Early morning hours pass like frustrating minutes during daily rushes to leave home for work or class. Yet five days a week, as if driving the Indy 500, we scurry through our crack-of-dawn routines racing to freeways knowing we'll be stifled by traffic jams of drivers creeping across onramps ahead of us. Doesn't matter that we get up at six - though we should've have been able to sleep till seven, or that we snooze the alarm clock only once - when we could've used an additional five minutes, we crawl from bed, lumber to the shower, and force adrenaline to awake us.
After all this, the last thing many of us want - or have time for - is to endure the time consuming task of stopping to pack lunches. I mean, geese, we're lucky if we can grab sips of coffee or slices of toast for breakfast! But... What's a girl to do at arrival of lunch and break times when she's eager to put aside her duties and relax for nourishing meals and snacks if she hasn't prepared for them?
Thank goodness - sometimes challenging questions have simple solutions. In this case, the solution is act like a Marine and "be prepared" by figuring out a few healthy lunch strategies.
For those of us who are fortunate enough to have refrigerators available at work, we won't even have to concern ourselves with brown bagging when setting healthy lunch strategies. On the job refrigerators can be used for storing cold cuts, fruits, veggies, cottage cheese, and yogurt, to name a few. Depending upon what we store, items in our stock may be consumed during mid morning to keep us from becoming too hungry before lunchtime - in case we missed breakfast - and may be enjoyed during mid afternoons to help us through the remainder of our workdays.

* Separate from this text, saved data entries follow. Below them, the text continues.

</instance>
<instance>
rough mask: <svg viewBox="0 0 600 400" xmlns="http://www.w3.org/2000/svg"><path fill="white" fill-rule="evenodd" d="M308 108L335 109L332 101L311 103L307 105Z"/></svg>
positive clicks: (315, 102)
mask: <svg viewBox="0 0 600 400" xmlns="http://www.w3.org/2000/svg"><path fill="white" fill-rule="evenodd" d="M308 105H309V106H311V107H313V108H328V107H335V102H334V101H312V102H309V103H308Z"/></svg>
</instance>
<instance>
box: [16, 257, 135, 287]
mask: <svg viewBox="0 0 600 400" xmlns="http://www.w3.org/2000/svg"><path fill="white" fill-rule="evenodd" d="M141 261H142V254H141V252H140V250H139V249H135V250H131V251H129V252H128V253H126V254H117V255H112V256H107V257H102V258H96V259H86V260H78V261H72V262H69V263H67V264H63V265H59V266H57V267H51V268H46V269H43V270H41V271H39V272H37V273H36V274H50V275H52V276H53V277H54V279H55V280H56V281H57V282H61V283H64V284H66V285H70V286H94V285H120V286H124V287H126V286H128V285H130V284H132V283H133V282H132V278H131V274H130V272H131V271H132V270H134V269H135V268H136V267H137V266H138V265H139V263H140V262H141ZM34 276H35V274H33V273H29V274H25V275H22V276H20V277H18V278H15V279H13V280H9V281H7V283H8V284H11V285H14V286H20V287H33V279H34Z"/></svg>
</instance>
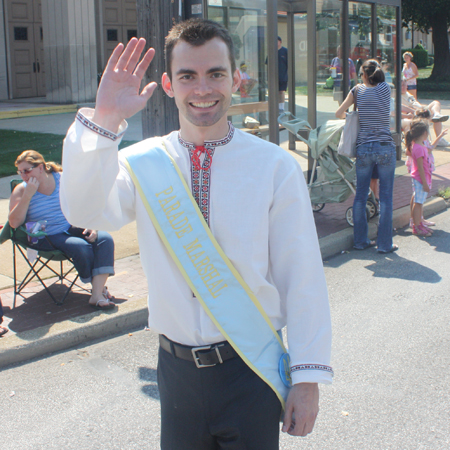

Including bread with the other health items we refrigerate would be strategic because bread provides a means for making cold cut sandwiches. Choosing whole grain breads rather than bleached flour breads will add to the healthiness of each work meal. Likewise, storing lettuce gives us an option for preparing veggie wraps in lieu of bread-based sandwiches. A favorite salad dressing could add flavor to veggie wraps; and if used sparingly, will keep our fat and calorie counts down.
A healthy lunch strategy used by many workers is containing dinner leftovers in lunch-sized bowls. Since leftovers must be put away, packing them for lunch readily prepares workers for the next day's noon meal and allows them to finish leftovers at the same time. Come morning, all one has to do is grab the bowl from the fridge and be on their way. Besides, many employers provide microwave ovens that reheat leftovers in about two minutes; and by preparing meals ourselves, we position ourselves to determine their nutritional values.
In cases where employers don't provide refrigerators, or microwaves, or for whatever reason, we decide to grab quick bites from fast food joints, we can still relax and enjoy nutritional lunches because the influx of hoopla concerning obesity throughout the United States, Great Britain and Canada, for examples, has prompted fast food restaurants to join the fat fight. Now a days, many of these fast food drive-ins and walk-ins offer healthier food choices on their menus. Thus, instead of ordering bulky burgers, greasy fries, and high calorie fountain drinks, dieters can opt for items like grilled chicken, fruit, salad, sugarless smoothies, and flavored water. Some establishments offer baked potatoes for those who simply must have potatoes with their meals; and others, including a well known fish joint, serve wraps that include, fish, shrimp, chicken, beef, and just plain veggies.
As you can see, figuring out healthy lunch strategies isn't all that difficult. What it is - is a whole lot healthier!